14 Mai 2019 / 16:46 H.
Ricardo David Lopes

A falta de combustível com que lidámos na última semana revela mais do que “falta de diálogo” entre a Sonangol e o Governo, como a Presidência da República afirmou nesta semana em comunicado.

O problema revela dificuldades de planeamento, num sector onde os stocks estão sempre ‘no limite’, mas, sobretudo, constitui uma surpresa que a Sonangol alegue dificuldades na obtenção de divisas para pagamento das importações.

Se a maior empresa do País, que vende petróleo em dólares, não tem divisas para comprar refinados importados às empresas que lhos fornecem, das duas uma: ou não está a receber as receitas a que tem direito, porque não lhe pagam lá fora, ou recebe mas não vê a cor do dinheiro, que fica retido em contas do Estado para outras importações, por exemplo, ou para pagar dívida pública ao exterior - ou as da companhia à banca internacional.

Se faltou diálogo, depreende-se que a empresa - a nossa principal fábrica de dólares - não tinha dinheiro e não avisou ninguém, o que é estranho. Não é a primeira vez que faltam combustíveis, mas, desta vez, a situação agravou-se. E vai agravar-se de novo, sempre que a Sonangol não conseguir pagar, atempadamente, as dívidas que tem para com as empresas que lhe vendem gasóleo e gasolina.

Numa altura em que queremos atrair investimento estrangeiro, é trágico que se verifiquem estas situações. Dá a ideia de um país onde já sabemos que falta electricidade que mantenha a indústria em funcionamento, mas falta também combustível (o que não sabíamos) para os geradores que as fábricas são obrigadas a ter.

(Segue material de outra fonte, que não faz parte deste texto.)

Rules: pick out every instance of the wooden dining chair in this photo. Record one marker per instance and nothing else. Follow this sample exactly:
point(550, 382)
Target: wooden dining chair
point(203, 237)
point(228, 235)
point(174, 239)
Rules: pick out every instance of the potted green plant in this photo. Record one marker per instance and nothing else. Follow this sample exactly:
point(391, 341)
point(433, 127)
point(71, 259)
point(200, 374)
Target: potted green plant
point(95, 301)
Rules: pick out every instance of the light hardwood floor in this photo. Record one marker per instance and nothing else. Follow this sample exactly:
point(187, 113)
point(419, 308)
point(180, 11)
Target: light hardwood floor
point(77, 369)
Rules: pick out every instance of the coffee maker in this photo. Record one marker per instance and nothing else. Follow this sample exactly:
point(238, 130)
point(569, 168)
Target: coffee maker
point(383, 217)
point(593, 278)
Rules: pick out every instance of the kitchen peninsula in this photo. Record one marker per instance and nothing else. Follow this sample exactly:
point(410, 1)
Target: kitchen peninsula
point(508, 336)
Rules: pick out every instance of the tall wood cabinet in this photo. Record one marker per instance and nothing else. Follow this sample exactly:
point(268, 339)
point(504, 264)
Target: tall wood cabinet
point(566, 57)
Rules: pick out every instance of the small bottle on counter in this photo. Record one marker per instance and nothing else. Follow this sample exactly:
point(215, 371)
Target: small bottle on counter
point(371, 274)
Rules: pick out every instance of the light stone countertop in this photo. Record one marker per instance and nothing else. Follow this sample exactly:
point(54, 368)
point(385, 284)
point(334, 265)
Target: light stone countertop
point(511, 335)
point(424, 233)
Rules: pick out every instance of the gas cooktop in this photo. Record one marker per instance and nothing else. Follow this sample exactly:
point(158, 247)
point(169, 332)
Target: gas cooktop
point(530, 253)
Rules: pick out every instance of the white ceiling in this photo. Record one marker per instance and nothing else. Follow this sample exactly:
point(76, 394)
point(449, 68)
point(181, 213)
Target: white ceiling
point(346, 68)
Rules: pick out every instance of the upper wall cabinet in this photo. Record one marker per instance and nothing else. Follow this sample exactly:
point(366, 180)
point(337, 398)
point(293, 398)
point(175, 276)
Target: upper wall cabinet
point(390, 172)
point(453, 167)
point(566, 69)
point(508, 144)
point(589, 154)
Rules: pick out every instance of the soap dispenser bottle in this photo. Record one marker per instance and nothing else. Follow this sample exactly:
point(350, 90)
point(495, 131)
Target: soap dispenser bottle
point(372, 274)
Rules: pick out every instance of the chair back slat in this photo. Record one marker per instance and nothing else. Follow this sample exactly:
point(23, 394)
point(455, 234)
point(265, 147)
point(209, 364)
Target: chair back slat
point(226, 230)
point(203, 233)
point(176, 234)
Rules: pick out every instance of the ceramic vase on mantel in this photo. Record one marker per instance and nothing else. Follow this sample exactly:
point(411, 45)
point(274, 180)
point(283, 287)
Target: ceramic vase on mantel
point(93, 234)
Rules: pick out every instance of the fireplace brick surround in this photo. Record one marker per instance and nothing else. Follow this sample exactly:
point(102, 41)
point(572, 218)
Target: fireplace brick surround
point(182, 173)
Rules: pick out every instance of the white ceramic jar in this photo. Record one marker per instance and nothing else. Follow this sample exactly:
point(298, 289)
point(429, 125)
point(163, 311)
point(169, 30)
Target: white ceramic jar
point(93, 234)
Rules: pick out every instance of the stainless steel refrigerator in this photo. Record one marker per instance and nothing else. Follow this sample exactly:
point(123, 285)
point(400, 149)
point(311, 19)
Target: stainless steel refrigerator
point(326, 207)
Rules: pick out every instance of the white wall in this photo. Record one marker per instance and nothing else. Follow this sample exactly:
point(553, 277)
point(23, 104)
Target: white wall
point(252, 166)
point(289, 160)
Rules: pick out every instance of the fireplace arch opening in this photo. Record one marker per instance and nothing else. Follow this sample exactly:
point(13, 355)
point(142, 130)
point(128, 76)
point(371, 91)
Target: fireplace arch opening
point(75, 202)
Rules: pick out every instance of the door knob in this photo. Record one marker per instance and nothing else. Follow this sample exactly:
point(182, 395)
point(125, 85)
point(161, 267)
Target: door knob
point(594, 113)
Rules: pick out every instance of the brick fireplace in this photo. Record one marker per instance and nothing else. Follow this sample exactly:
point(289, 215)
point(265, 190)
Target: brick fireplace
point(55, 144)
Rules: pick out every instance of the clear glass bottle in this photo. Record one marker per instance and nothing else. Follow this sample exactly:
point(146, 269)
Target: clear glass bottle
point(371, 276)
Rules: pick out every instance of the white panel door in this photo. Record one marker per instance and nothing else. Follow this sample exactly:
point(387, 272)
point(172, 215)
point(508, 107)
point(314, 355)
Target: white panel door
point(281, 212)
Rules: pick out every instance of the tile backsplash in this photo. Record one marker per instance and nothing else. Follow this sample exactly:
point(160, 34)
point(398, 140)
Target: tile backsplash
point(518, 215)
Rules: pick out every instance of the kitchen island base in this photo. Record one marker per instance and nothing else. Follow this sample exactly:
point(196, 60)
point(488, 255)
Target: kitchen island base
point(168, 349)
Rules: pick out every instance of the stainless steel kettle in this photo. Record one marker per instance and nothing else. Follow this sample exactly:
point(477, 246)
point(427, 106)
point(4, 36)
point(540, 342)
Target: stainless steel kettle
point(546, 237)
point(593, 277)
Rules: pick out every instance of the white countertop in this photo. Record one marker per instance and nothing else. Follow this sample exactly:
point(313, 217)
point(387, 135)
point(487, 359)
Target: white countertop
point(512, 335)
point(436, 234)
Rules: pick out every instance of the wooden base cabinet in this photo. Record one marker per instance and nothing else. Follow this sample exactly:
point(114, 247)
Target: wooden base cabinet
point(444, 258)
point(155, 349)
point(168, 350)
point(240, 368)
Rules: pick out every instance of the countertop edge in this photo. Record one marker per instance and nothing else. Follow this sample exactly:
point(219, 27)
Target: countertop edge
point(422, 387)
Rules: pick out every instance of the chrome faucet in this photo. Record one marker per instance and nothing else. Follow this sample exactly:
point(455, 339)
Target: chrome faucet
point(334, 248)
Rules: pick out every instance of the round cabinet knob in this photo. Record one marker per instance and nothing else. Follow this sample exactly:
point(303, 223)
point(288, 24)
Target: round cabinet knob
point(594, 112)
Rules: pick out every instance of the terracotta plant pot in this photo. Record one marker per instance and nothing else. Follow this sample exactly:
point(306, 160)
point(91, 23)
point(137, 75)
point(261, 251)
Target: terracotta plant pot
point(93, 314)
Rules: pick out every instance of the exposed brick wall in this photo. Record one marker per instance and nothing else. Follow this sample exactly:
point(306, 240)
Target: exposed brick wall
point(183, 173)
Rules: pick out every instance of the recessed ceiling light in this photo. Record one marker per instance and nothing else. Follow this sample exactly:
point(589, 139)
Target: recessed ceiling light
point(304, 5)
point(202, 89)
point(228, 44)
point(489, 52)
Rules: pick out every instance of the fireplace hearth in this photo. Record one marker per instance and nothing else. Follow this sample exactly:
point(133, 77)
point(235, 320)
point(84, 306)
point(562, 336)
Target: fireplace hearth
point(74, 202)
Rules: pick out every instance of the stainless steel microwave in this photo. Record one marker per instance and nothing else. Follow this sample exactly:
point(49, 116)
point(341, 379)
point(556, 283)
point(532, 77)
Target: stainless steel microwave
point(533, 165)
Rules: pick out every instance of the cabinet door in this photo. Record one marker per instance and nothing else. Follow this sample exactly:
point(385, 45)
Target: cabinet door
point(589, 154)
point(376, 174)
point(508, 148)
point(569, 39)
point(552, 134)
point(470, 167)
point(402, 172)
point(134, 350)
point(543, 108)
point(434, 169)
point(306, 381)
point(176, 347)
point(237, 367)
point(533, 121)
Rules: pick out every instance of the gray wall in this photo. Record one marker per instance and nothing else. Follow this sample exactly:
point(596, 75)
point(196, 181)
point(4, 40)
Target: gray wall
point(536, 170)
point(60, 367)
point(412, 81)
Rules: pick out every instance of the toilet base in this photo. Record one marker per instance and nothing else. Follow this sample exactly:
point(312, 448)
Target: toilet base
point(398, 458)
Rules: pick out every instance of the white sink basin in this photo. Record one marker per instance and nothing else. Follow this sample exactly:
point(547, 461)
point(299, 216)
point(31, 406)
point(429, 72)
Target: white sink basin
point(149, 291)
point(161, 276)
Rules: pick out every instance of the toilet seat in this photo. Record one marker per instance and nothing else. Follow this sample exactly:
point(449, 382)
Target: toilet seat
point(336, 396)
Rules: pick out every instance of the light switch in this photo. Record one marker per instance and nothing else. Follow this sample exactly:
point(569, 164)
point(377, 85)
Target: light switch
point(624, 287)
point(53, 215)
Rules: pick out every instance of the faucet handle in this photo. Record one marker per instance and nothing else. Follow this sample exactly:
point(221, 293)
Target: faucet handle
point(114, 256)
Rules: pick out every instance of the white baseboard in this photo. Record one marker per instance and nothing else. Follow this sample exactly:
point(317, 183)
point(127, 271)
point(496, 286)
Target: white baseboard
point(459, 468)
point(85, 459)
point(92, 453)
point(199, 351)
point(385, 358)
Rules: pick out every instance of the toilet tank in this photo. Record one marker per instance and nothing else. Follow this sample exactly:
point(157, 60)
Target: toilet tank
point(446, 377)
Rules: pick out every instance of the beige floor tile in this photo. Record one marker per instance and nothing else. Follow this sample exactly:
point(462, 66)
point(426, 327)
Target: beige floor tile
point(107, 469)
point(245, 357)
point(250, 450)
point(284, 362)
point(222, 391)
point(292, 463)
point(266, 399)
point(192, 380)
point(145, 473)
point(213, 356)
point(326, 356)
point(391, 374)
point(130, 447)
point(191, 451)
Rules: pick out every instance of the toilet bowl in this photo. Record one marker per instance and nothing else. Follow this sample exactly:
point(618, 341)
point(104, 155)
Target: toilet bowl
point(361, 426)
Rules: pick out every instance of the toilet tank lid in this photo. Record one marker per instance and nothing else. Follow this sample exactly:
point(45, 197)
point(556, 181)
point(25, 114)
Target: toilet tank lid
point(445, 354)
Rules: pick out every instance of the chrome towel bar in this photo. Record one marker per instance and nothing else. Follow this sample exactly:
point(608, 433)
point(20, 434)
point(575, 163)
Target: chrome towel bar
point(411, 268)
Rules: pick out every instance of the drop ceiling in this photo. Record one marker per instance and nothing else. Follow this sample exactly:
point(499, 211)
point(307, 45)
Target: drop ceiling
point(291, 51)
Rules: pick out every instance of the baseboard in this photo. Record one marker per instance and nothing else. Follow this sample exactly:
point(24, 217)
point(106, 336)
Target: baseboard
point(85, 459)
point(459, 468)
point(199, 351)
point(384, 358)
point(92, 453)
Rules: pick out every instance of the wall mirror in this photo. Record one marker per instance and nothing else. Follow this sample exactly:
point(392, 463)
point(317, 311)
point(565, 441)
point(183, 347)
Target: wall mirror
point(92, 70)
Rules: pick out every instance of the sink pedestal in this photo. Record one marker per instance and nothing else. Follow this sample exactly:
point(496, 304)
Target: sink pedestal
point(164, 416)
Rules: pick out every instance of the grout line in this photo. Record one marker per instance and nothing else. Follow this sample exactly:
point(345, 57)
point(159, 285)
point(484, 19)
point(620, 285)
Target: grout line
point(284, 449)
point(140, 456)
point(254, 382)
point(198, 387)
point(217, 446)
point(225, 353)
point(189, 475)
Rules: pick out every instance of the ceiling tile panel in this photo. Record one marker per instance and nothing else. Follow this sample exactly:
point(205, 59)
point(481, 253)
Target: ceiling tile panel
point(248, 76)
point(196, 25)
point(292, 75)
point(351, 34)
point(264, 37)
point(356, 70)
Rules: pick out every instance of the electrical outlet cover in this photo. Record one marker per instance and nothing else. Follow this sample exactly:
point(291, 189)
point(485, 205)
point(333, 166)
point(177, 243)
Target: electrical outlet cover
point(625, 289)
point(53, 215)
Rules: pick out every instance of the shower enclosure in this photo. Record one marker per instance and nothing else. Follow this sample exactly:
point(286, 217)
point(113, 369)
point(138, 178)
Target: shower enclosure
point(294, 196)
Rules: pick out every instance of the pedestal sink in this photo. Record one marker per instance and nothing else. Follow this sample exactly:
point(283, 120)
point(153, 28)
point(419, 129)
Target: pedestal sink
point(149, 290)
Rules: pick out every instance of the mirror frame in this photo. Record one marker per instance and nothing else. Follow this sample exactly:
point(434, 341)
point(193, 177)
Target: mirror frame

Mais do que diálogo, tem que haver planeamento e antecipação dos problemas – para que eles não surjam com tanta força.

O que se teme é que o discurso da falta de divisas venha a servir para justificar os aumentos anunciados nos combustíveis. Mas, seja essa ou não a justificação, é bom que nos preparemos, porque dificilmente eles vão tardar.